Peace to you and yours,

MD’s treasure

Home Again

i spent Saturday and this morning sitting with the little lady that i have been watching. Happy to be home as always!  i was supposed to home around 1 or 1:30pm, they called and said they would be home about 3 or 4pm.  That was fine with me seeing that it was for a good reason and as far as i knew we had no other plans.

When i spoke to Master later i found out that we’d been invited to dinner down at His buddies house.  i got home with plenty of time to spare and even had a chance to take a nap that i desperately needed.

We’re getting ready to leave soon and we’re going to go have ribs on the grill.  We’re taking country ribs and a salad and just talking about it makes me hungrier!  i’ve been hungry all weekend! =/

i don’t have a ton of time to write but i hope you’ve all enjoyed your weekend and had time to spend with your families!

Peace to you and yours,

MD’s treasure

His Turn =)

This blog has always been all about my life with Master and 99.9% of the pictures on the blog are of me.  i talk about this Man constantly and He must seem like almost a ghost.  Sure there are photos but i have a nice picture of Him from a show we just did and from the race.

He used to be a Kyle Petty fan, the son of Richard Petty.  If you have ever heard of racing, you’ve heard of Richard Petty.  He’s one of the most famous stock car racers, next to Dale Earnhart Sr. but Richard Petty is a very fine man.

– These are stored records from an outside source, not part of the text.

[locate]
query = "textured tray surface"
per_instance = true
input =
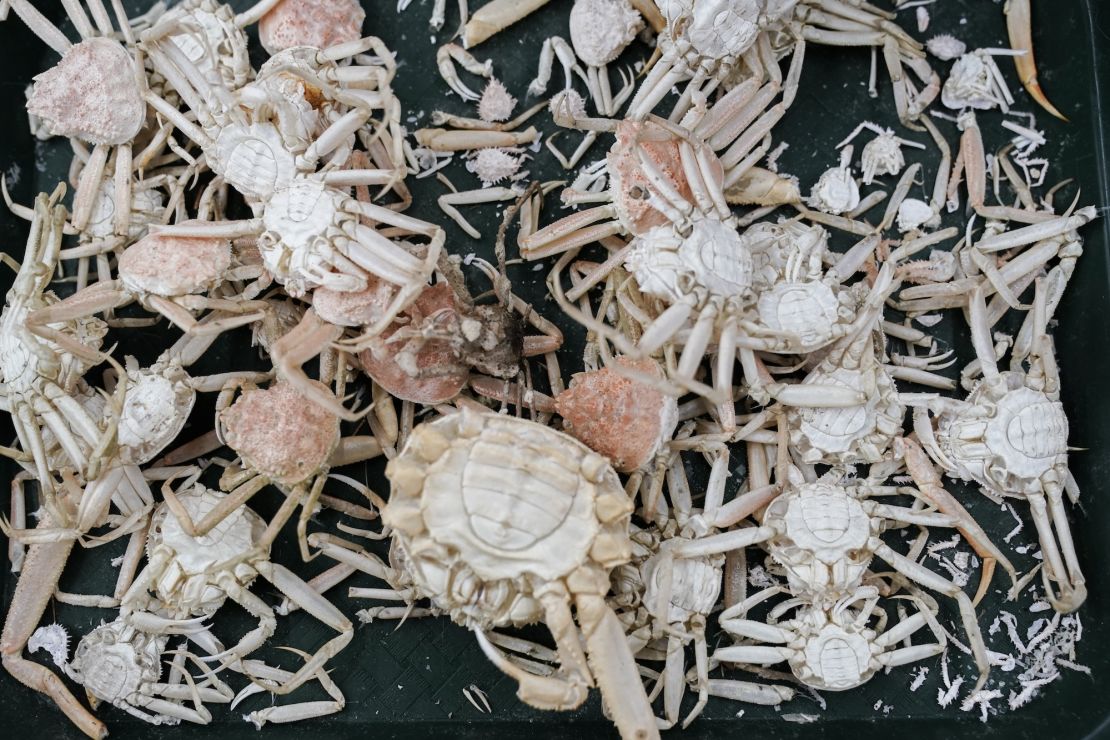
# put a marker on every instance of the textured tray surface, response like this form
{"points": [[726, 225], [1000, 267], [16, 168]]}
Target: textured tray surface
{"points": [[409, 681]]}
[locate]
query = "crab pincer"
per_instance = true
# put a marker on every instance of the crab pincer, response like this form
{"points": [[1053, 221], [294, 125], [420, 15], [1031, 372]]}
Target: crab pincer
{"points": [[1018, 24]]}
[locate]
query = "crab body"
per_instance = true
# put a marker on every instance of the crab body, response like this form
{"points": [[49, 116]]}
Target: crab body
{"points": [[1007, 437]]}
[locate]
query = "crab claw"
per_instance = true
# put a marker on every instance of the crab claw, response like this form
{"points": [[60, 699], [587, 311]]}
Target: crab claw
{"points": [[1019, 27]]}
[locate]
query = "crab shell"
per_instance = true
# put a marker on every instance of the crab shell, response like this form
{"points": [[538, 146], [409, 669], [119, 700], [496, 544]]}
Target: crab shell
{"points": [[836, 657], [854, 434], [627, 184], [189, 579], [167, 265], [695, 585], [301, 220], [319, 23], [836, 192], [722, 29], [1006, 438], [441, 372], [619, 417], [281, 434], [602, 29], [155, 408], [709, 257], [881, 155], [491, 509], [354, 307], [91, 94], [946, 48], [254, 159], [211, 40], [113, 661], [808, 311], [823, 533]]}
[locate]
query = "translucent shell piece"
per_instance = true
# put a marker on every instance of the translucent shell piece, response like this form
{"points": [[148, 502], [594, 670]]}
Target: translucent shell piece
{"points": [[174, 265]]}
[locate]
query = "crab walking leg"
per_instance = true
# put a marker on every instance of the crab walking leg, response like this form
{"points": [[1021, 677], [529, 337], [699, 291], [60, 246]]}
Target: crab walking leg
{"points": [[1065, 585], [290, 585], [543, 691], [36, 586], [931, 580], [614, 667], [495, 17], [42, 28], [1037, 232], [749, 692], [928, 482]]}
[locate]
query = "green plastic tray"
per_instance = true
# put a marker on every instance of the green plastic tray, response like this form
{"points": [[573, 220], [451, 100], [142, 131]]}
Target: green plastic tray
{"points": [[407, 681]]}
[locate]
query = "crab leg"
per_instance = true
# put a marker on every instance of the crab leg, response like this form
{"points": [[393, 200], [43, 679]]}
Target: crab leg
{"points": [[36, 586], [495, 17], [928, 483]]}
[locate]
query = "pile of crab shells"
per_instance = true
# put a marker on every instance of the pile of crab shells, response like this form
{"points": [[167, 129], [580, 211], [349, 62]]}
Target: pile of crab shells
{"points": [[753, 408]]}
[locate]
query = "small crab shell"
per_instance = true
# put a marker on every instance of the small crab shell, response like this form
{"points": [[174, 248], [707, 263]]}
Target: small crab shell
{"points": [[195, 559], [254, 159], [619, 417], [91, 94], [53, 639], [442, 374], [695, 585], [113, 661], [836, 659], [808, 310], [495, 104], [174, 265], [881, 155], [946, 47], [855, 434], [155, 409], [912, 214], [354, 307], [280, 433], [836, 192], [505, 506], [602, 29], [627, 183], [722, 29], [319, 23]]}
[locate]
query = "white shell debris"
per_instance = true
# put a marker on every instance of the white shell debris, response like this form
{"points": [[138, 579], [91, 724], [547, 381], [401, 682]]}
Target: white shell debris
{"points": [[946, 47], [493, 165], [912, 214], [798, 718], [495, 104], [836, 191], [53, 639], [922, 20]]}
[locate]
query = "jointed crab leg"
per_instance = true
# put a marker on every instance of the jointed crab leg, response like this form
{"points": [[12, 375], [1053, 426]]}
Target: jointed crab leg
{"points": [[1018, 23], [928, 483]]}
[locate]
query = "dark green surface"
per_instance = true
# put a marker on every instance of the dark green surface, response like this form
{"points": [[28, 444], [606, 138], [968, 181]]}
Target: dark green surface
{"points": [[409, 681]]}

This is a photo of Master standing next to the Richard Petty car.  They all have teams and this is the team car.

Mracei have no idea who the current driver is, we don’t watch racing anymore since Master’s favorite driver retired.  Unfortunately, His favorite driver turned out to be sort of a sucky driver but in his life away from the track, a very wonderful person.  So that’s something. =)

 

 

 

 

 

 

 

 

This is the one from the show.greenM  i just really love this photo!!! =)  He doesn’t like photos of Himself.  i don’t like photos of myself either so it’s His turn! hahaha!! <3

These are just two amazing pictures of my Owner and i was just thinking the other day that i should post some of Him this time around!

i hope you’re all having a great week.  i’m away from my Owner, my home, my kitty and even though i’m writing this on Friday from the comfort of our bedroom, i know what i’ll feel like not being home.  i’ll be looking forward walking back into the kitchen door Sunday, with M behind me and Pixie sitting on the kitchen table waiting for her mama to come home to her!

i hope you’re all having a wonderful Saturday!